Area 5 pictures and match report

I have to hand it to the staff and organizers of the 2010 Area 5 championships, it was a phenomenal match.  My first Area level match, and it definitely gave me a taste of the variety and complexity you see when you get to the higher major match levels.  Area 5 attracted some of the top shooters in the game, including Open Division winner Max Michel, seen here moving in to a shooting position on Stage 8.

Also in attendance were Bob Vogel and Dave Sevigny, who shot the match prior to my arrival and as such dodged the lens of my camera.

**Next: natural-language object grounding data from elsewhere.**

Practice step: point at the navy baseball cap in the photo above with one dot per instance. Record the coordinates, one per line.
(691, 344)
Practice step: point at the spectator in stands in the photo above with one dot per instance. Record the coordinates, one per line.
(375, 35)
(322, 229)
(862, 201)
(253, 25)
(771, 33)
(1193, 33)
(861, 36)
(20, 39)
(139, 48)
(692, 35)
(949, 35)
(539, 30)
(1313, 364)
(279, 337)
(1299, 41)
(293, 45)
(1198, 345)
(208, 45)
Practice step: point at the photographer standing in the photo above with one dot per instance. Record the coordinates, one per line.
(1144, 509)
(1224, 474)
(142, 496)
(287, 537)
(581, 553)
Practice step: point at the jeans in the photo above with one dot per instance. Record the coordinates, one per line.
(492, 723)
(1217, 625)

Although it’s quite possible they were both there and just moved faster than the human eye could detect.

Speaking of moving fast, shooting in the same squad as Max was fellow Top Shot alum Blake Miguez.  Blake shot a great match, but couldn’t quite Bob Vogel and ended finishing second in Limited Division.

Here’s Blake, also on stage 8 coming of the shooting position that Max is moving in to in the first picture.  A couple of neat things to notice on this picture – look at the muzzle on his gun, pointed safely downrange and away from his body even though he’s moving almost in the opposite direction of the berm.  This is one of those skills that comes from firing literally hundreds of thousands of rounds in practice and competition.  You simply know where the gun is and know exactly how to position it without really have to think about it.  In fact, he’s probably thinking about a cheeseburger in that picture.

Limited and Open weren’t the only divisions represented at Area 5 of course.  Production division winner Dave Sevigny was chased by a couple of great shooters, in Ben Stoeger and Matt Mink. Ben you may know from the 2nd episode of Top Shot, and Matt Mink is one of Team CZ’s shooters, rocking the SP01 in Production Division.  Here’s Ben, rocking his Beretta 92G Elite on one of the more complicated stages.  You had to engage a pepper popper under that low wall, then transition 45 degrees to hit a max-trap target that was briefly exposed from behind a no-shoot.  Ben makes it look easy.

Now, all these pro shooters are great and fun to look at, but you’re probably wondering how I did.  Well, to be honest I’m a little disappointed in my performance.  Not my shooting, mind you, but rather the mental aspect of planning the stages.  Going in to the match my goal was to think less about the stages and not spend a ton of time walking through them and planning out every last detail.

I failed that plan like whoa.  After the first day of shooting, I was in 3rd place overall in revolver division.  I made the mistake of LOOKING at the standings after the first night, which immediately sent me in to “must over-analyze everything” mode on the second day of shooting and I definitely suffered.  To be clear, I’m not upset with my shooting.  I was generally able to execute the plans I had for the stages, it’s just that the plans I made were not nearly aggressive enough in most cases.  I focused too much on shooting points and not enough on the balance of points and speed.  The two stages where I finished well were of course the stages where I actually attacked the course.  This is the biggest hurdle for me transitioning from being an IDPA shooter to an all sport shooter – in my two favorite games, IDPA and Steel Challenge, they’re all essentially “stand and shoot”.  To aggressively attack an IDPA course doesn’t require nearly the strategy and planning that a USPSA course does, and so I end up not hitting the courses hard enough.  It’s a weird learning curve, but I’m enjoying the ride.

I will say this though – it’s going to be weird when I switch to Production as part of the Quest for Master Class.  Have a gun with 10 bullets in it is going to feel like having the unlimited ammo cheat enabled!

I had a great time at Area 5.  My squad was a great group of shooters from Indiana, people I know from Atlanta Conservation Club; as well as a fellow revo shooter (from Canada!) who was running one of the sickest customized 625s I’ve seen.  My revolver is basically a factory 625 with some minor tweaks, his was a full on Apex Tactical Custom gun with 6 lb trigger, bobbed hammer, LPA target sight, titanium cylinder, 5 inch barrel, I mean LOADED.  I’m not going to lie, I coveted just a bit.  I’ll be back at Area 5 next year time and money willing – initially this match was my consolation prize for not getting to shoot Bianchi Cup, but now I want to make this a regular thing.